| name | triaging-playwright-failures |
| version | v1.2.0 |
| description | Automated E2E test failure classification and diagnosis workflow for Playwright tests. Triggers when user reports Playwright failures, E2E test errors, or requests test triage. Use for timeout, selector, network, assertion, or page crash analysis. |
Playwright E2E Failure Triage
Target Token Efficiency: 77% (350 tokens → 80 tokens)
Purpose
Automated E2E test failure classification and diagnosis without manual log reading or debugging iteration.
Trigger Keywords
- "playwright failed"
- "triage E2E"
- "E2E test error"
- "E2E 실패"
- "playwright 오류"
Context
- Project: OpenManager VIBE v5.83.9
- E2E Framework: Playwright v1.57.0
- Test Suite: 30 E2E tests, 100% pass rate
- Common Failures: Timeout, selector not found, network issues
- Config: tests/e2e/playwright.config.ts
Workflow
1. Parse Playwright Log
Log Location:
test-results/
playwright-report/
stdout/stderr from test run
Extract Key Data:
- Failed test name
- Error type (timeout, selector, network, assertion)
- Stack trace location
- Screenshot/video references
- Retry count
Bash Automation Script:
#!/bin/bash
# Parse Playwright test-results/ directory for failure data
parse_playwright_logs() {
local results_dir="${1:-test-results}"
if [[ ! -d "$results_dir" ]]; then
echo "❌ Error: $results_dir directory not found"
return 1
fi
echo "🔍 Parsing Playwright Logs from $results_dir"
echo ""
# Find all test result JSON files (safe for paths with spaces/special chars)
find "$results_dir" -name "*.json" -type f -print0 | while IFS= read -r -d '' json_file; do
# Extract test name (using double-escaped patterns for replace_regex tool)
test_name=$(grep -oP '"title":\s*"\K[^"]+' "$json_file" | head -1)
# Extract error message
error_msg=$(grep -oP '"message":\s*"\K[^"]+' "$json_file" | head -1)
# Extract stack trace
stack_trace=$(grep -oP '"stack":\s*"\K[^"]+' "$json_file" | head -1)

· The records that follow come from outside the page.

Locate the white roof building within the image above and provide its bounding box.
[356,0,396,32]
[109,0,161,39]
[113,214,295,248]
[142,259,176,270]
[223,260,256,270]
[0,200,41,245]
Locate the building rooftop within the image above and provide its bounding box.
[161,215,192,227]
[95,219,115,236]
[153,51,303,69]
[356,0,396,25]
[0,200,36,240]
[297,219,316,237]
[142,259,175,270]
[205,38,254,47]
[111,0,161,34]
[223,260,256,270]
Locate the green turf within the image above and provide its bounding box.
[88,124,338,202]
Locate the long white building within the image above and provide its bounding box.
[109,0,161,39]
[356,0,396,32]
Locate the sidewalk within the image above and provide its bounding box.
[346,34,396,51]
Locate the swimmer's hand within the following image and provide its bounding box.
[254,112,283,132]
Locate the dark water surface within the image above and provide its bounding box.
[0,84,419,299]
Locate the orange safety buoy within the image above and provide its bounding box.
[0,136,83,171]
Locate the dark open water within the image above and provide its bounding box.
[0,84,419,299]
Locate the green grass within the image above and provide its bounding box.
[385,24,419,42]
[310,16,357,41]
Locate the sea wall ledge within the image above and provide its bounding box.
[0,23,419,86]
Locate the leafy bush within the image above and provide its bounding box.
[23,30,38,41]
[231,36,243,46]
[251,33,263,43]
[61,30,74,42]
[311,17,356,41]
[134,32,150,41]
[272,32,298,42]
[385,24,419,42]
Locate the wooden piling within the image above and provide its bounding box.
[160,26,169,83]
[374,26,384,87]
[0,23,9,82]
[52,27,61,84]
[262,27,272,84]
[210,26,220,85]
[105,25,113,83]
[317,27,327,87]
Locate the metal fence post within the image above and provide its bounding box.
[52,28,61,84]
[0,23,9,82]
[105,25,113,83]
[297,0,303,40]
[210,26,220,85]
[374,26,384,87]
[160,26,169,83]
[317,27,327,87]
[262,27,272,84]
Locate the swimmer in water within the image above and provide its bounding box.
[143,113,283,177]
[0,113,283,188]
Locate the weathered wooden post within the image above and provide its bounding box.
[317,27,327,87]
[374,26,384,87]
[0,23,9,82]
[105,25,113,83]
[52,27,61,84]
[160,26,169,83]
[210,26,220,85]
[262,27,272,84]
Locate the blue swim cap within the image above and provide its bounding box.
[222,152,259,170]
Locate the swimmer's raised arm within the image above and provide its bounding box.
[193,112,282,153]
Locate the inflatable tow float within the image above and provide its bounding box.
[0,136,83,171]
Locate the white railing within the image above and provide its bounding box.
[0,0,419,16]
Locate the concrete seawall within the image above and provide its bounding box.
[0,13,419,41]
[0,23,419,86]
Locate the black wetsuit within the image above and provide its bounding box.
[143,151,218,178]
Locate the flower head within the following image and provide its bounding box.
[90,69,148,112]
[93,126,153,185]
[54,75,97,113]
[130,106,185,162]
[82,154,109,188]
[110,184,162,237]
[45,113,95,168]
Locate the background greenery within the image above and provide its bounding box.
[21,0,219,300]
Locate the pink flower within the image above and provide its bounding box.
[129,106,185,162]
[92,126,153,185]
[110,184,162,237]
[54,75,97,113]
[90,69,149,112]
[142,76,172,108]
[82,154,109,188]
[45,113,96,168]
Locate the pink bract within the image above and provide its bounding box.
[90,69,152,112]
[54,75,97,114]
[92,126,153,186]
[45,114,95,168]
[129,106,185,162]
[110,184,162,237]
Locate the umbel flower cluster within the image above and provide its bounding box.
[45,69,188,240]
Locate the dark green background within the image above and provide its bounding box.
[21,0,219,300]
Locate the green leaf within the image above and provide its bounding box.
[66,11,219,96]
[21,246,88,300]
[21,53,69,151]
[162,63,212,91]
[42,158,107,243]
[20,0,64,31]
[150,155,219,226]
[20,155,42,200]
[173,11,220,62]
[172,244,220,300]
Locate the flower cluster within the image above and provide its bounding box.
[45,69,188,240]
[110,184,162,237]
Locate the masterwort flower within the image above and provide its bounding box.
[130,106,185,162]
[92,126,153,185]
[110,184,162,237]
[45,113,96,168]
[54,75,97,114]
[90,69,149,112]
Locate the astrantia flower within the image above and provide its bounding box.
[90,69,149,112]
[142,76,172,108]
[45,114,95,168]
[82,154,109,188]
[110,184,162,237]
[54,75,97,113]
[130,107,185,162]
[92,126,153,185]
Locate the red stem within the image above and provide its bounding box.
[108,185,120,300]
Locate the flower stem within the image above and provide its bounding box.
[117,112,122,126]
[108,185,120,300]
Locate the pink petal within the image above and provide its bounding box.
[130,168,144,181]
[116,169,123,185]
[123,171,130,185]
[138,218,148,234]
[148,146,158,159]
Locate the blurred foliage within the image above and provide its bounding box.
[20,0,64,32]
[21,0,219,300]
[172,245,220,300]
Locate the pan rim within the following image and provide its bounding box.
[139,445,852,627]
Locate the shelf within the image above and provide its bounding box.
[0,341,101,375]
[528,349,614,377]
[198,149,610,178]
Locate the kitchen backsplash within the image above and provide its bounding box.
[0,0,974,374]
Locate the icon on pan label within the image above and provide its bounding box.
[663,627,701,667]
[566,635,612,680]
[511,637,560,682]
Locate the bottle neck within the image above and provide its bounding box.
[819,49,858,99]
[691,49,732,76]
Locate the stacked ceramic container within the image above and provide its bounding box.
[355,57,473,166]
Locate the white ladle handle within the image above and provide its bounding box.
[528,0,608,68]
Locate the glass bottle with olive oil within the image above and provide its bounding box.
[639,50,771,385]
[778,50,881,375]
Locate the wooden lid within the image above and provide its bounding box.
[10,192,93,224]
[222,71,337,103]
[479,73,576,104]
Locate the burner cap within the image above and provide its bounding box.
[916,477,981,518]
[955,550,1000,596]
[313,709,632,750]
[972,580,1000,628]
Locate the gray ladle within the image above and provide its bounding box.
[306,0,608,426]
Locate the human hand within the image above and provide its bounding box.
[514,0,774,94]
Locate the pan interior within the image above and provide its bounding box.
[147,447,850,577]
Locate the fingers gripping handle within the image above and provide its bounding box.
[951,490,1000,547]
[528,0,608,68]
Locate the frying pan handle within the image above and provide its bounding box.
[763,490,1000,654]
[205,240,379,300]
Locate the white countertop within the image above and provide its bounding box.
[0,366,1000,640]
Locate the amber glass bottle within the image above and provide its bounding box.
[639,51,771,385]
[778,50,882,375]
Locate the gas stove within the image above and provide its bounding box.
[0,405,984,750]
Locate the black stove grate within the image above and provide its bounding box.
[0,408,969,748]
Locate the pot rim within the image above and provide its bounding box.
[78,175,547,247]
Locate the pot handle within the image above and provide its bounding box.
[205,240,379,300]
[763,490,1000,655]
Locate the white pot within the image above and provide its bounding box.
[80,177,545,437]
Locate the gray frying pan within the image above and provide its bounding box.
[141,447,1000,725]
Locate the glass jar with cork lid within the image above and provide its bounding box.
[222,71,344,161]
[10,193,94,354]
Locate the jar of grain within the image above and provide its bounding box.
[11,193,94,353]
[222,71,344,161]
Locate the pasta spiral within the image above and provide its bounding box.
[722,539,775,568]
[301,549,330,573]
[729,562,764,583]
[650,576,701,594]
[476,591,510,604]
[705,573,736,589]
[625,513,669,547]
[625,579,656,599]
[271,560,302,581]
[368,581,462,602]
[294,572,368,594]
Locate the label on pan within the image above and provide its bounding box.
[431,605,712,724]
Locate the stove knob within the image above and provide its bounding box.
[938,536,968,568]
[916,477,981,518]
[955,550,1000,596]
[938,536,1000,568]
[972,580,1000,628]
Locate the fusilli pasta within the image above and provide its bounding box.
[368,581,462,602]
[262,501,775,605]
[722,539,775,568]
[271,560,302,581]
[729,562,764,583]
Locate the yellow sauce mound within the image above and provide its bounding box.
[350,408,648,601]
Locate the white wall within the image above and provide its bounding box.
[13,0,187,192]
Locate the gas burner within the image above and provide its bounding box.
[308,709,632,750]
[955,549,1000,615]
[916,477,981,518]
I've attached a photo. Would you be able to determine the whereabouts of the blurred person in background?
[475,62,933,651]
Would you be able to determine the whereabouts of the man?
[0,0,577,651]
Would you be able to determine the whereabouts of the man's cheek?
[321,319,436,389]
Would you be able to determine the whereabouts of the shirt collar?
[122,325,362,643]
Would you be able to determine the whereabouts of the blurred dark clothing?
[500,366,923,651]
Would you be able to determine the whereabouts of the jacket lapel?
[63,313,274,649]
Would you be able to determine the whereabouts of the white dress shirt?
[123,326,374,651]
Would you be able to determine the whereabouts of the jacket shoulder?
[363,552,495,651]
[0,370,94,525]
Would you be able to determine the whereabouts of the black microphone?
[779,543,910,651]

# Find associated screenshots/videos
test_dir=$(dirname "$json_file")
screenshots=$(find "$test_dir" -name "*.png" -type f)
videos=$(find "$test_dir" -name "*.webm" -type f)
traces=$(find "$test_dir" -name "trace.zip" -type f)
# Output structured data
echo "📊 Test: $test_name"
echo " Error: ${error_msg:-No error message}"
echo " Stack: ${stack_trace:-No stack trace}"
[[ -n "$screenshots" ]] && echo " Screenshots: $(echo "$screenshots" | wc -l) file(s)"
[[ -n "$videos" ]] && echo " Videos: $(echo "$videos" | wc -l) file(s)"
[[ -n "$traces" ]] && echo " Traces: $(echo "$traces" | wc -l) file(s)"
echo ""
done
}
# Usage:
# parse_playwright_logs # Uses default test-results/
# parse_playwright_logs "custom-results" # Uses custom directory
2. Classify Failure Type
Type A: Timeout (most common)
Error Pattern: "TimeoutError: page.waitForSelector: Timeout 30000ms exceeded"
Root Cause: Element slow to load OR selector incorrect
Fix Priority: HIGH
Classification Logic:
- If timeout + selector in error → Check selector validity first
- If timeout + no selector → Check page load performance
- If timeout + API call → Check network/backend response
Type B: Selector Not Found
Error Pattern: "Error: No element found for selector: .submit-button"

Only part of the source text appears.